Les analystes estiment toutefois que ce rapport n'aura qu'un impact symbolique à court terme, le dirigeant d'extrême droite disposant encore du soutien nécessaire au Parlement pour faire barrage à une éventuelle procédure de destitution.

Mais les conséquences politiques pourraient s'avérer désastreuses pour celui qui est loin d'être assuré d'être réélu dans moins d'un an, car donné largement battu par l'ex-président de gauche Luiz Inacio Lula da Silva.

Depuis cinq mois, la petite salle du Sénat où se sont déroulées les auditions de la commission d'enquête a été le théâtre d'échanges souvent houleux, avec parfois des insultes, des larmes - et même l'arrestation d'un témoin pour parjure.

- "Pratiques effrayantes" -

Ce grand déballage, diffusé en direct à la télévision des semaines durant, a mis au jour les principales "omissions" du gouvernement durant la crise sanitaire, qui a fait plus de 600.000 morts.

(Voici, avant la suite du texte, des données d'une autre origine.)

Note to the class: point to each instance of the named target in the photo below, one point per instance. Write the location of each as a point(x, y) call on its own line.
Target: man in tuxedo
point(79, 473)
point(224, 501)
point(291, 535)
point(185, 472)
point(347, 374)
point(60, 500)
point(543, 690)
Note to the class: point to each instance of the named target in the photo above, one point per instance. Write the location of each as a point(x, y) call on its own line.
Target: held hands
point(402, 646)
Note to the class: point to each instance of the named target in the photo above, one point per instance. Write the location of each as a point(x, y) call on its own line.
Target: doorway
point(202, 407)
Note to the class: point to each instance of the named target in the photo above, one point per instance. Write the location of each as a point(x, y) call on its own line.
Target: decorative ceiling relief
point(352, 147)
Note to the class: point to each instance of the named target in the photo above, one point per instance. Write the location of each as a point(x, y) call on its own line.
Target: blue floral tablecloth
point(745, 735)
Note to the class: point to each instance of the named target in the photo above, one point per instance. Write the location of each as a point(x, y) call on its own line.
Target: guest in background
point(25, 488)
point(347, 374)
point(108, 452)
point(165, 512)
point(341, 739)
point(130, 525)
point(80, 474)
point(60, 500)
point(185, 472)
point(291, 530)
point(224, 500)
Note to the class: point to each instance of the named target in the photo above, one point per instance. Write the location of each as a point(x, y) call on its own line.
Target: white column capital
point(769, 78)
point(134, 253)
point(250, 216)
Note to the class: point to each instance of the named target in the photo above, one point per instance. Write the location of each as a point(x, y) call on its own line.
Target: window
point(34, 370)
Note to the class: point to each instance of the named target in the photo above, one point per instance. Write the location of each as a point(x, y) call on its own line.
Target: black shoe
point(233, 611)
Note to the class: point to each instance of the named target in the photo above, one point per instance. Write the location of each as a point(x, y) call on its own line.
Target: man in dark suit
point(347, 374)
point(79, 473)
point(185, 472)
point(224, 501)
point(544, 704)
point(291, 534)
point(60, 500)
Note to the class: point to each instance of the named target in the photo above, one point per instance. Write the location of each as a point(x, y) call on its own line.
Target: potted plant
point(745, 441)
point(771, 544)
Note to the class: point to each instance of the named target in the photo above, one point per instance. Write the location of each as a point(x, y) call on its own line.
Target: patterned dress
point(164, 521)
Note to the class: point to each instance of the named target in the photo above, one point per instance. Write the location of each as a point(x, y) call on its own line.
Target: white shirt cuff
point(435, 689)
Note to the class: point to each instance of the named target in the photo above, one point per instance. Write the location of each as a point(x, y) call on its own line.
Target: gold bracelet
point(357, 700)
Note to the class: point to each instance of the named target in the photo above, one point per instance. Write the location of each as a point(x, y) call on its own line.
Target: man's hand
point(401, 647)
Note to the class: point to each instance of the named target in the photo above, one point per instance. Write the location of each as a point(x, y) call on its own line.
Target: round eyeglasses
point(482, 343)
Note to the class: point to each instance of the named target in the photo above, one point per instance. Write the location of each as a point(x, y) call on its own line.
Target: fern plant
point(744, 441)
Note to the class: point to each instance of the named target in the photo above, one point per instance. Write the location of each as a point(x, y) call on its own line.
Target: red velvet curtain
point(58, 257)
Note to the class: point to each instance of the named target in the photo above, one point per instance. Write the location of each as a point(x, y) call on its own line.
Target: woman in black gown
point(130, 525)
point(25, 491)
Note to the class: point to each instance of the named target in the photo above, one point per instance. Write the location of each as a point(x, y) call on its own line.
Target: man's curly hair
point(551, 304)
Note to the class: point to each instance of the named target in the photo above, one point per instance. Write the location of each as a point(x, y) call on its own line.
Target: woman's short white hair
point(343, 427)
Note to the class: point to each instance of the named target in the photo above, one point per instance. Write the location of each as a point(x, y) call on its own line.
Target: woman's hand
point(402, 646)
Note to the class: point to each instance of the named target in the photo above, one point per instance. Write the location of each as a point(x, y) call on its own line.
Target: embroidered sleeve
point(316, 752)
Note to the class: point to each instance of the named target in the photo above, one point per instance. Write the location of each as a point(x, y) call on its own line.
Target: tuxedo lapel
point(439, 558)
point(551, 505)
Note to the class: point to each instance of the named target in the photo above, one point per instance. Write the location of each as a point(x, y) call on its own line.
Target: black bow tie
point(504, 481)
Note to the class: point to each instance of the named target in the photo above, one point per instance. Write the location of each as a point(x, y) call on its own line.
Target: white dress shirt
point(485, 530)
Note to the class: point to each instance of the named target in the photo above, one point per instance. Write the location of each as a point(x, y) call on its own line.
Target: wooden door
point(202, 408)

Les sénateurs ont notamment tenté d'établir les responsabilités dans des épisodes cauchemardesques comme la mort de dizaines de patients asphyxiés en janvier faute d'oxygène dans les hôpitaux de Manaus, en Amazonie.

En auditionnant des ministres, des parlementaires, mais aussi des représentants d'entreprises privées, la commission s'est aussi penchée sur d'autres faits connus, comme les retards dans l'acquisition de vaccins.

Mais au fil des auditions, des révélations explosives ont été faites, notamment sur des scandales de corruption.

Jair Bolsonaro est soupçonné par la commission d'enquête sénatoriale d'avoir fermé les yeux sur une affaire de vaccins surfacturés, qui lui vaut déjà une enquête du parquet.

Le gouvernement est également accusé de promouvoir des "traitements précoces" inefficaces contre le virus, notamment à base d'hydroxychloroquine, médicament controversé dont le président n'a cessé de vanter les mérites.

Mais les Brésiliens ont surtout été choqués par les accusations gravissimes contre Prevent Senior, service hospitalier privé et mutuelle de santé, soupçonné d'avoir mené des expériences clandestines avec ces traitements à l'insu de ses patients et d'avoir minimisé les chiffres de décès du Covid-19.

"Ce sont des pratiques effrayantes, du jamais vu dans des hôpitaux depuis le Seconde Guerre mondiale", a déclaré à l'AFPTV Bruna Morato, avocate de 12 médecins disant avoir été contraints par Prevent Senior à prendre part à ces expériences.

- "Mascarade" -

La commission d'enquête du Sénat n'a pas le pouvoir d'engager directement des poursuites, mais son rapport sera envoyé aux organes compétents comme le parquet ou la Cour des comptes, et pourrait également être transmis à la Cour pénale internationale, où d'autres plaintes ont déjà été déposées contre Jair Bolsonaro.

"Nous avons découvert beaucoup de choses, Bolsonaro et son entourage ont commis beaucoup de crimes, desquels il devra répondre, au Brésil, mais aussi à l'étranger", a déclaré à l'AFP le président de la commission, Omar Aziz.

Pour le politologue Cremoar de Souza, le rapport aura surtout un "impact symbolique", en contribuant à l'usure d'un président dont la cote de popularité est au plus bas.

Pour le moment, Jair Bolsonaro est protégé par deux alliés qui occupent des fonctions-clé, le procureur général Augusto Aras et le président de la Chambre des députés, Arthur Lira.

M. Aras est le seul à pouvoir inculper le président pour des crimes de droit commun, ce que Creomar de Souza juge "peu probable".

Quant à Arthur Lira, c'est lui qui décide de soumettre ou non au vote des députés l'ouverture d'une procédure de destitution.

Plus de 130 demandes de destitution ont déjà été déposées, mais ignorées par le président de la chambre basse. M. Lira est un des chefs de file du "Centrao", groupe informel de parlementaires qui monnaient leur soutien en échange de postes importants ou de subventions pour leurs fiefs électoraux.